Duas coisas que caracterizam a produção para eventos são: o prazo não negociável e o fato de que algo vai dar errado. Bons planos devem ser detalhados para evitar buracos, mas flexíveis para tapar os buracos que surgirem. Por exemplo, logo descobrimos que a organização do evento não poderia fazer um QR para cada foto. Seria apenas um QR code válido para todas as fotos. Ainda assim o blog serviria, com adaptações, eu incluí um “carrossel” virtual onde todas as fotos estivessem visíveis. Quando o blog estava pronto recomendei segurarmos o lançamento para o dia da exposição e garantir que todo o conteúdo fosse inédito. Afinal, naquele momento o blog devia ser um apoio e não a exposição em si.
A exposição
No dia da exposição surgiu o Naquele Instante, parte da exposição de mesmo nome apresentada em novembro de 2022. A exposição foi um evento belíssimo, com a participação de vários do fotografados e seus familiares. Também foi o momento de uma surpresa interessante: as visualizações do blog chegaram a mais de 900 no mesmo dia. O que dava uma boa ideia da visitação na exposição. Porém, mesmo depois da exposição terminar os acessos continuaram subindo e chegaram a algo em torno de 5000 no primeiro mês. E isso apenas com divulgação pessoal e a exposição em si, nenhum impulsionamento pago de conteúdo para inflar a divulgação.
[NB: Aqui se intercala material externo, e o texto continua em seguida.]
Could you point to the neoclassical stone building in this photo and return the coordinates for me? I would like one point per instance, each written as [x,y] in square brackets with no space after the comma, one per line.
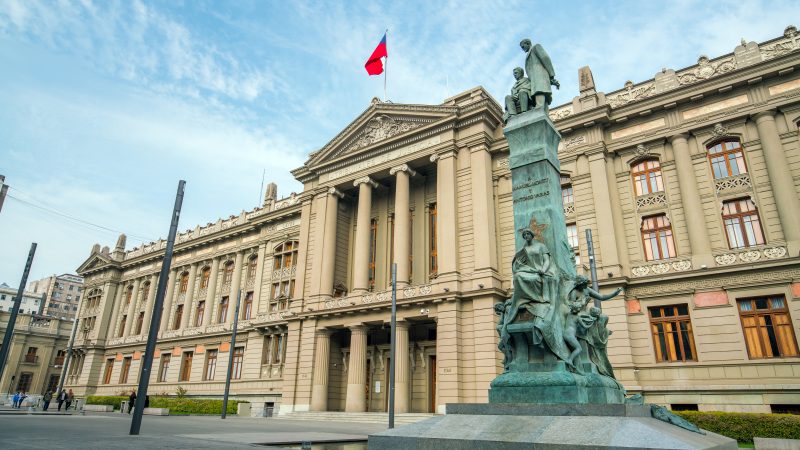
[689,182]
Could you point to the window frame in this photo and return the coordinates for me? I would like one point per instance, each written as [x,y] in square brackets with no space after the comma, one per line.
[740,216]
[658,238]
[725,153]
[675,319]
[771,312]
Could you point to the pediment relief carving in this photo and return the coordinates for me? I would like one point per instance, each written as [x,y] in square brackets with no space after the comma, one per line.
[379,128]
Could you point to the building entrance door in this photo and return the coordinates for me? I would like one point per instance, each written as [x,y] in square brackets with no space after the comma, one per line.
[432,384]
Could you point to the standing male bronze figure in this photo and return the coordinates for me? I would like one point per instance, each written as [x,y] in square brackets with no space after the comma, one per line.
[540,71]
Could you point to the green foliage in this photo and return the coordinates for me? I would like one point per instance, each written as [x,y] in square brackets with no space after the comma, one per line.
[745,426]
[176,405]
[181,392]
[113,400]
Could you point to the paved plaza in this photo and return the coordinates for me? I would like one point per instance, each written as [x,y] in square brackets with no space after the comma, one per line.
[103,431]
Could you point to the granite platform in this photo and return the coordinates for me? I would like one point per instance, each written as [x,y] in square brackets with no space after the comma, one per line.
[545,427]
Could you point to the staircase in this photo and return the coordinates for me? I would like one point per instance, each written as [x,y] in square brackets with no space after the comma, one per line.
[334,416]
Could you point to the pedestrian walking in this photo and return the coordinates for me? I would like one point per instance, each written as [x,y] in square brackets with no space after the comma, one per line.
[46,400]
[131,401]
[62,397]
[70,398]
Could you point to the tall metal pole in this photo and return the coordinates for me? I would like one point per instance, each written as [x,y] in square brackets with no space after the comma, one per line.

Como esperado, após a exposição física o blog agora segue em vôo solo, eternizando a exposição. Suzana continua incluindo novas histórias e mais pessoas vão se interessando. Os milhares de acessos iniciais foram uma bem-vinda surpresa. Ela me agradeceu várias vezes por isso, mas o mérito foi todo do conteúdo.
Conclusão
Suzana está num lugar cheio de boas histórias, as pessoas que transitam por esse meio são muito capacitadas tecnicamente, mas são raríssimas as pessoas capazes de aliar essa competência técnica com o olhar e habilidade necessária para contar boas histórias. As famílias de seus pacientes podem fazer isso muito bem mas, por razões óbvias, tendem a focalizar em suas próprias vidas. Enquanto Suzana pode continua por lá quando as famílias vão embora. Acredito que foi essa mistura entre competência técnica e sensibilidade que torna suas fotos e textos tão únicos.
Como são histórias reais, nem sempre vão terminar com um “viveram felizes para sempre”. Mas vejo as histórias como uma celebração da importância de se viver. Afinal, ninguém realmente sabe quanto tempo tem. Design à parte eu efusivamente recomendo a visita.